Parabola
Theorem: Three normal can be drawn from a point (x₁, y₁) to the parabola y² = 4ax.
If the normal at t₁ and t₂ to the parabola y² = 4ax meet on the parabola, then t₁t₂ = 2.
Proof: Let the normal at t₁ and t₂ meet at t₃ on the parabola
The equation of the normal at t₁ is y + xt₁ = 2at₁ + at₁³ … (1)
Equation of the chord joining t₁ and t₃ is y (t₁ + t₃) = 2x + 2at₁t₃ … (2)
from equation (1) and (2) represent the same line
Therefore \(\frac{{{t}_{1}}+{{t}_{3}}}{1}=\frac{-2}{{{t}_{1}}}\),
\({{t}_{3}}=-{{t}_{1}}-\frac{2}{{{t}_{1}}}\),
Similarly, t₃ = -t₂ – 2/t₂
Therefore \(-{{t}_{1}}-\frac{2}{{{t}_{1}}}=-{{t}_{2}}-\frac{2}{{{t}_{2}}}\),
\({{t}_{1}}-{{t}_{2}}=\frac{2}{{{t}_{2}}}-\frac{2}{{{t}_{1}}}\),
\({{t}_{1}}-{{t}_{2}}=\frac{2({{t}_{1}}-{{t}_{2}})}{{{t}_{1}}{{t}_{2}}}\),
t₁ t₂ = 2
Example: Show that the tangent at one extremity of a focal chord of a parabola is parallel to the normal at the other extremity.

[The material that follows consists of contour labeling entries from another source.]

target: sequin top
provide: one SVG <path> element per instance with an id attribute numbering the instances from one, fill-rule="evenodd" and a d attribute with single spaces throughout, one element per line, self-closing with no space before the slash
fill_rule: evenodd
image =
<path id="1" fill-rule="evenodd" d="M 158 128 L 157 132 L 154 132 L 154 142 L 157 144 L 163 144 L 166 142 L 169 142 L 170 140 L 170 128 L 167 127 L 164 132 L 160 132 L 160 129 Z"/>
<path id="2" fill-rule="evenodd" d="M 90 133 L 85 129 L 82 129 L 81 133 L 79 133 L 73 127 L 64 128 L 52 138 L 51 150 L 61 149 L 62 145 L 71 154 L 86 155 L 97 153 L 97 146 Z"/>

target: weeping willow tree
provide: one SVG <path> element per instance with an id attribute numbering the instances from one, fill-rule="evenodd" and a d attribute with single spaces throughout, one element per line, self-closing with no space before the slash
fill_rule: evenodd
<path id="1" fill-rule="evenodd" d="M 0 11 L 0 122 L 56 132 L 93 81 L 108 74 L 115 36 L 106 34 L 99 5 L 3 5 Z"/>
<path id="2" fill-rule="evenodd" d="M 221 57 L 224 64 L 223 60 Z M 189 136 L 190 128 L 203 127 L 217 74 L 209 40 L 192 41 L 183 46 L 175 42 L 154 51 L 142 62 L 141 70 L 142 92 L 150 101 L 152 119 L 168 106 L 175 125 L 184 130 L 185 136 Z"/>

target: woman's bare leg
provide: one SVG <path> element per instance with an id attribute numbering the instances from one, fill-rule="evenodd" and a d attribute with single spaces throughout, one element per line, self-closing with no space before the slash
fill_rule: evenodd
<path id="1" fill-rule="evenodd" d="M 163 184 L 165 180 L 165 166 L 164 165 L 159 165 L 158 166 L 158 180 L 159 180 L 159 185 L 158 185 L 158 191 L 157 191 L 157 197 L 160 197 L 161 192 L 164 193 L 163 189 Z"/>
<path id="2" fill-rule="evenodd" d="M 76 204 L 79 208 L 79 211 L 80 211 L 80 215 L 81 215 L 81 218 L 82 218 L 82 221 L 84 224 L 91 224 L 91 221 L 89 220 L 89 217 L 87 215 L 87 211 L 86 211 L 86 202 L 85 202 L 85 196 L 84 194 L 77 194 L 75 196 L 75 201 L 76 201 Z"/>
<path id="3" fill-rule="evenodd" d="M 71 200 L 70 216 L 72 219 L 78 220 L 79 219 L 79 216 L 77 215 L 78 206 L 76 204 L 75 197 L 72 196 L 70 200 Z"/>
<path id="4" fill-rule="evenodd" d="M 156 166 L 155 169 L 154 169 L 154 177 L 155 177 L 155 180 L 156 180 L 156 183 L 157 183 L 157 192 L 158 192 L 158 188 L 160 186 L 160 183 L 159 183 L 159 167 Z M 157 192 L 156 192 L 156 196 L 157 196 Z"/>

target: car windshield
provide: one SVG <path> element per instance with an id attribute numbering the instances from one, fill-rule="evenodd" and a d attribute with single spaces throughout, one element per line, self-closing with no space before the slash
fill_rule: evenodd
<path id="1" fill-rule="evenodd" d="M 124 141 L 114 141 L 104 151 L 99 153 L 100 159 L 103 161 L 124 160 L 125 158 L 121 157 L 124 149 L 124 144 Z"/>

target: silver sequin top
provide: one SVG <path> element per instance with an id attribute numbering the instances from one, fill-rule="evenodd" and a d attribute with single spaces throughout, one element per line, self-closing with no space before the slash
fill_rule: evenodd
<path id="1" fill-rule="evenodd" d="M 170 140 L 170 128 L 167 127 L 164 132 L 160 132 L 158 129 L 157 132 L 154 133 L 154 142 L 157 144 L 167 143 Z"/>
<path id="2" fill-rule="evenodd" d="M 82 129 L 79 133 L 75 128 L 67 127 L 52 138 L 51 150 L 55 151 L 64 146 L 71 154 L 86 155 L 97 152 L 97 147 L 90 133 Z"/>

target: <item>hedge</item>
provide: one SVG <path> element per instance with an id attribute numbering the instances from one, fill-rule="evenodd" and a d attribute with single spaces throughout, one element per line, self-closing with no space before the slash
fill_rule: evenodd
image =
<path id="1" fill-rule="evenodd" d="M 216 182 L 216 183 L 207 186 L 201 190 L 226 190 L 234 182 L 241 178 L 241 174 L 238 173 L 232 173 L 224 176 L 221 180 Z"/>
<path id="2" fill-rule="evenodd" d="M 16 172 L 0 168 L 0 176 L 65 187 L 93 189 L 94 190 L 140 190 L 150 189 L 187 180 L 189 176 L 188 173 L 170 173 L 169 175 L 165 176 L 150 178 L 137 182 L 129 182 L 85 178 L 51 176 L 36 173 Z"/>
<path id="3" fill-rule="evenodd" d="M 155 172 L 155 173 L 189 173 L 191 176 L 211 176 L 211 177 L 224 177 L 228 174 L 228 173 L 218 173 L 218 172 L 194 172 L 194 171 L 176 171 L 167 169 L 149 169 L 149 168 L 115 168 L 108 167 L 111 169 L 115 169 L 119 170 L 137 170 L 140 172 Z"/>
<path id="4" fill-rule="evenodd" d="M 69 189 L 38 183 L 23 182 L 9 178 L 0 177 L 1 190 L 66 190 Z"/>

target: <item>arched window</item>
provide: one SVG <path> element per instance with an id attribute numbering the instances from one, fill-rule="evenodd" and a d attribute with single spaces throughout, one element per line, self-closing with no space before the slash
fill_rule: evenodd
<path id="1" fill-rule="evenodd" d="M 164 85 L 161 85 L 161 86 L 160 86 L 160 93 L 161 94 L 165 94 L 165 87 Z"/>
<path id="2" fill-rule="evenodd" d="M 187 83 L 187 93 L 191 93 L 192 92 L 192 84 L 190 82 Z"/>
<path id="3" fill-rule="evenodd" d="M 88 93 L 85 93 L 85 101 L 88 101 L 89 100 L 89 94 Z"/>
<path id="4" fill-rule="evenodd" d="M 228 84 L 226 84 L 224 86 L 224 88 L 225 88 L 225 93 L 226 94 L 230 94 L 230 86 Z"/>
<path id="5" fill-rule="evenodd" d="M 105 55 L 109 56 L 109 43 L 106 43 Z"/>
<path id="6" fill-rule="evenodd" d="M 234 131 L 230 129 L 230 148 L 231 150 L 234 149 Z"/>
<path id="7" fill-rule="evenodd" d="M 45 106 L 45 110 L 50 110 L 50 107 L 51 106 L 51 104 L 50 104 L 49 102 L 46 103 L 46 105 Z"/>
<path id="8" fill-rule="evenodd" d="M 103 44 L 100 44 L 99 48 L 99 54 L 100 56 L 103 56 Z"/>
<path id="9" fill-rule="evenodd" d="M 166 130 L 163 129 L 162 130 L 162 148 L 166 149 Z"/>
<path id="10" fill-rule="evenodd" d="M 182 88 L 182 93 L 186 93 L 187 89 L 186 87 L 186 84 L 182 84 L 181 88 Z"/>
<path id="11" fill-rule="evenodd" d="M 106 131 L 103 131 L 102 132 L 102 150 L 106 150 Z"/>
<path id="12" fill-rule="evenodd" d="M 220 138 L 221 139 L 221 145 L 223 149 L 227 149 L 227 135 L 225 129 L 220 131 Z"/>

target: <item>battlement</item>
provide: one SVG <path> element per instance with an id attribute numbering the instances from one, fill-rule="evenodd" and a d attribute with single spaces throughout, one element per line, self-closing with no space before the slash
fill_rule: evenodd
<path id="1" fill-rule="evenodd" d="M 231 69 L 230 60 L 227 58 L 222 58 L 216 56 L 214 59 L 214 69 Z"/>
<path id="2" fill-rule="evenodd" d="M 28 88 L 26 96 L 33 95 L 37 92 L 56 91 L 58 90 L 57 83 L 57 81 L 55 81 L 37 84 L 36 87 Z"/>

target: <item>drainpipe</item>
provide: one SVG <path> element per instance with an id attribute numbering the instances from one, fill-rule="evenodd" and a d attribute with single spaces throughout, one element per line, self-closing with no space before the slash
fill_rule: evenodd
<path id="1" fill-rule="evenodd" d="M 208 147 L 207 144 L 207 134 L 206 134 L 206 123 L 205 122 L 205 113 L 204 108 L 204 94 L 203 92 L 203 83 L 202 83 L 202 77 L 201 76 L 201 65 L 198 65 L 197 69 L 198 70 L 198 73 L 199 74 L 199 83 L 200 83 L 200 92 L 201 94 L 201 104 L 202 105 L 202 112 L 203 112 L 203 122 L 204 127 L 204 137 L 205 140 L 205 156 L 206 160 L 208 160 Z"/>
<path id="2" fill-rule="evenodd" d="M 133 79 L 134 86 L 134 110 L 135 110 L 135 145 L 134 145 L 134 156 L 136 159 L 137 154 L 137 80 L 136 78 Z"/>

Solution: P(t₁), Q(t₂) are the ends of a focal chord
Slope of PS = Slope of PQ
\(\frac{2a{{t}_{1}}}{a({{t}_{1}}^{2}-1)}=\frac{2a({{t}_{1}}-{{t}_{2}})}{a({{t}_{1}}^{2}-{{t}_{2}}^{2})}\),
\(\frac{{{t}_{1}}}{{{t}_{1}}^{2}-1}=\frac{1}{{{t}_{1}}+{{t}_{2}}}\),
\({{t}_{1}}+{{t}_{2}}=\frac{{{t}_{1}}^{2}-1}{{{t}_{1}}}={{t}_{1}}-\frac{1}{{{t}_{1}}}\),
\({{t}_{2}}=\frac{-1}{{{t}_{1}}}\)… (1)
Equation of the tangent at P(t₁) is t₁y = x + at₂²
slope of the tangent at P = 1/t₁ … (2)
y + xt₂ = 2at₂ + at₂²
Slope of the normal at Q = -t₂ … (3)
From equation (1), (2), (3) we get
Slope of the tangent at P = slope of normal at Q.
Slope of the tangent at P is parallel to the normal at Q.